Date of Award


Document Type


Degree Name

Doctor of Philosophy (PhD)

First Advisor

V. R. Srinivasan


Microbial degradation of diphenyl ethers was studied utilizing several different approaches. The first approach was to isolate mutants from a ligninolytic Erwinia sp. by conventional mutagenesis and selection. A copper-resistant mutant, designated as Erwinia sp. CU3614, was isolated and characterized to be capable of degrading diphenyl ethers as well as one dibenzo-p-dioxin in the presence of copper ions. Isolation of Tn5 transposon-induced mutants of Erwinia sp. CU3614, which lost degradation ability, demonstrated that in all probability a copper-associated activity in the biotransformation of aromatic ethers was involved. In order to study the degradation at the molecular biological level, a 2.1 kb Hind III fragment containing Erwinia sp. dpe gene was cloned into pUC19 and introduced into Escherichia coli.

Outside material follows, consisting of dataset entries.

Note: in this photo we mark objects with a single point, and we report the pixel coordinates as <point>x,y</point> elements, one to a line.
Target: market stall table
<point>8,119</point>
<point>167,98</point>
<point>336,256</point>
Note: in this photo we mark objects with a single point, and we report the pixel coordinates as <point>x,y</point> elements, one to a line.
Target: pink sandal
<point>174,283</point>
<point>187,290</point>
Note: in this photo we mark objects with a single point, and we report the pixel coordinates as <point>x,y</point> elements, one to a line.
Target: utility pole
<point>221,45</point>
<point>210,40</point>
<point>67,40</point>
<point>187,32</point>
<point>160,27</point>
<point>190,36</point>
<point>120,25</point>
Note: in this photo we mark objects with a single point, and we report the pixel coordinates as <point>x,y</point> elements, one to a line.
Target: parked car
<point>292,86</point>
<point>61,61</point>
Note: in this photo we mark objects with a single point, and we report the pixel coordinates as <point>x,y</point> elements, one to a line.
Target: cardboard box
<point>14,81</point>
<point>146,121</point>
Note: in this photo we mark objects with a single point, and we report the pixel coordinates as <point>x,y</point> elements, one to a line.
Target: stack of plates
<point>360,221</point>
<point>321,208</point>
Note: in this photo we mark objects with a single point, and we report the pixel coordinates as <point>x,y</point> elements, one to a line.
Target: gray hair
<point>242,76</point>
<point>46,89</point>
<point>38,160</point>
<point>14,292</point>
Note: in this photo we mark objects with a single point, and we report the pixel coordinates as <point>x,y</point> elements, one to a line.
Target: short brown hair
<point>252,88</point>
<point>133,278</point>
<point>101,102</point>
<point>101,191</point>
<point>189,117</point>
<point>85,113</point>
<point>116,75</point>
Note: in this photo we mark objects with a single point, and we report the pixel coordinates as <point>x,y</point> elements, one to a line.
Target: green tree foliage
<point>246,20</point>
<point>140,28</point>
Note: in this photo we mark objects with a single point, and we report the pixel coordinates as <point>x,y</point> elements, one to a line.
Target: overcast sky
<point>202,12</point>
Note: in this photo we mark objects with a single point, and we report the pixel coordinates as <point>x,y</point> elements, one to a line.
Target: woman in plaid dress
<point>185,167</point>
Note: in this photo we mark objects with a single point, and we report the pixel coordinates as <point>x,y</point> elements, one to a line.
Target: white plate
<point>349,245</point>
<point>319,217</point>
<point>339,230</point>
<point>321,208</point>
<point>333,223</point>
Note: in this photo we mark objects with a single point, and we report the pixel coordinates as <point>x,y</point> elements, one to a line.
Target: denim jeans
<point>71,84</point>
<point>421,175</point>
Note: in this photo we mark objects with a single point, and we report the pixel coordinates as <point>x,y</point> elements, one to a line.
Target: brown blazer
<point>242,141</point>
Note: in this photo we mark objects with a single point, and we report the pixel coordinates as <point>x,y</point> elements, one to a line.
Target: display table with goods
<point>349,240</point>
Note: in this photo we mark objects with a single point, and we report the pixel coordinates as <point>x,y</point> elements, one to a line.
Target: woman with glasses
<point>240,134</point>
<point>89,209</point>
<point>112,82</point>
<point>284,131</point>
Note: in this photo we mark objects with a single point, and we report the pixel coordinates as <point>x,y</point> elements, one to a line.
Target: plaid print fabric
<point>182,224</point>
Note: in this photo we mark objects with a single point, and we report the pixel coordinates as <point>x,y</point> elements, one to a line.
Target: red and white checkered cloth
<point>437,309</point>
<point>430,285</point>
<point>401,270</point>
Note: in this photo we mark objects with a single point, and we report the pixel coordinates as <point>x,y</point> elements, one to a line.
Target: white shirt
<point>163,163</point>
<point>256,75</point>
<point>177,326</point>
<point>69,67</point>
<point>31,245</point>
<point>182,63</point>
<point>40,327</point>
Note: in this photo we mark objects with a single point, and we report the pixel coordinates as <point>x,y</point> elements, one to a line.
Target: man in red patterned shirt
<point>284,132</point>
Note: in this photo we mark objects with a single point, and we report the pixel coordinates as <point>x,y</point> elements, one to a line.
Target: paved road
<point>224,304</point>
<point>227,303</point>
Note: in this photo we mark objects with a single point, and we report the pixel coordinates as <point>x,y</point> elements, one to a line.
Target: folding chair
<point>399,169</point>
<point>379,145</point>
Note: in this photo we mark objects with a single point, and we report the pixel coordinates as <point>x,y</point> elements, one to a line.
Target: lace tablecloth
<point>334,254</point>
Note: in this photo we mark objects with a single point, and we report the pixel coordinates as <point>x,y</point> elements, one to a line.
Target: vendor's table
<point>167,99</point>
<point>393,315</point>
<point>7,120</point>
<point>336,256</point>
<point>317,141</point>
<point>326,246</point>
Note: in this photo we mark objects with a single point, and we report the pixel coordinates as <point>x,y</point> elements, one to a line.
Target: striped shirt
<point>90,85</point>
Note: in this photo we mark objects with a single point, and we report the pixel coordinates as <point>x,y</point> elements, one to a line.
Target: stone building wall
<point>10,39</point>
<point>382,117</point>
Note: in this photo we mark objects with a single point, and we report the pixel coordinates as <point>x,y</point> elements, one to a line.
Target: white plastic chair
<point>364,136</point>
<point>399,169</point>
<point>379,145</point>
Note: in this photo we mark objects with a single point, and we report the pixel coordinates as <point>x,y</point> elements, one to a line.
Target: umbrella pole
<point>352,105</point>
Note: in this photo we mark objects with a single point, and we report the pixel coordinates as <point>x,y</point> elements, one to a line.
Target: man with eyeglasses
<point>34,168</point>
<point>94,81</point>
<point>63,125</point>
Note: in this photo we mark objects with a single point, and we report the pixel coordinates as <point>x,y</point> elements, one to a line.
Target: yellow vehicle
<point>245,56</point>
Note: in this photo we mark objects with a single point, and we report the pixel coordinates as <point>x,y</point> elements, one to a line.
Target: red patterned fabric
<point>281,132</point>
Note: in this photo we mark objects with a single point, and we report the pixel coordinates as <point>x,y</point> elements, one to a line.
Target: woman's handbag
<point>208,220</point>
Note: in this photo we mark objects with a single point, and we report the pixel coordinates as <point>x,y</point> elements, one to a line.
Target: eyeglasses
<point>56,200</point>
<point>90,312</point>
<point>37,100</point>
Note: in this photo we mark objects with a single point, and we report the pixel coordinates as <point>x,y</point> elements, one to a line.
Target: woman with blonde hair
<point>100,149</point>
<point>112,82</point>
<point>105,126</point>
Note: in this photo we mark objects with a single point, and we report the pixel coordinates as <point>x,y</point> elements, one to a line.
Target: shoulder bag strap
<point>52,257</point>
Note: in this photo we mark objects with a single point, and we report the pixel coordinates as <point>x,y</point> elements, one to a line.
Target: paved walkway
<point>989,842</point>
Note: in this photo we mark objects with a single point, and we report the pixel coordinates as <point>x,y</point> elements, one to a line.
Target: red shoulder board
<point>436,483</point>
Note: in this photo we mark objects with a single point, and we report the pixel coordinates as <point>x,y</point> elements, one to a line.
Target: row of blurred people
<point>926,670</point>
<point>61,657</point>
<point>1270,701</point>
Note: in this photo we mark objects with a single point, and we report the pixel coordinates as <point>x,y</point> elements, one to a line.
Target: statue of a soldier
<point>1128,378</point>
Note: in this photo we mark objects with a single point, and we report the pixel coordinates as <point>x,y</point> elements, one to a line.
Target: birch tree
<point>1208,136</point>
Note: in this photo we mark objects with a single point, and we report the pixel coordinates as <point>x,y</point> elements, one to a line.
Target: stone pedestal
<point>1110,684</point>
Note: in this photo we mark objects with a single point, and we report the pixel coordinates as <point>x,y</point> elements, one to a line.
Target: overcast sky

The dpe gene encoded the diphenyl ether cleavage activity. The expression of dpe was detected in E. coli directly on a specially designed medium, LTFN, containing 4-nitrodiphenyl ether. Mutations generated by transposon mini-Mu dI (lacZ Km$\sp{\rm r})$ were used to define the dpe coding region, as well as the determination that the lacZ promoter of pUC19 was initiating transcription into the dpe. A peptide of molecular weight of 21 kDa was detected as the product of dpe gene in the plasmid encoded proteins. To study the activities encoded by the dpe gene, resting cell assays were used to determine the degradation of diphenyl ethers, utilizing dpe plasmid transformants of E. coli and of a salicylic acid-utilizing bacterium, designated as PE7. Bacterium PE7 was isolated from a petroleum waste pit in Louisiana, and identified to be most likely an Acinetobacter sp. A broad-host range expression plasmid, pDPE2388, constructed from subcloning dpe gene into plasmid pKT230 was used to introduce Erwinia sp. dpe gene into this bacterial isolate PE7. Expression of dpe gene in E. coli and PE7 displayed the specificity: 4-chlorodiphenyl ether $>$ 4-nitrodiphenyl ether $>$ 4-hydroxydiphenyl ether.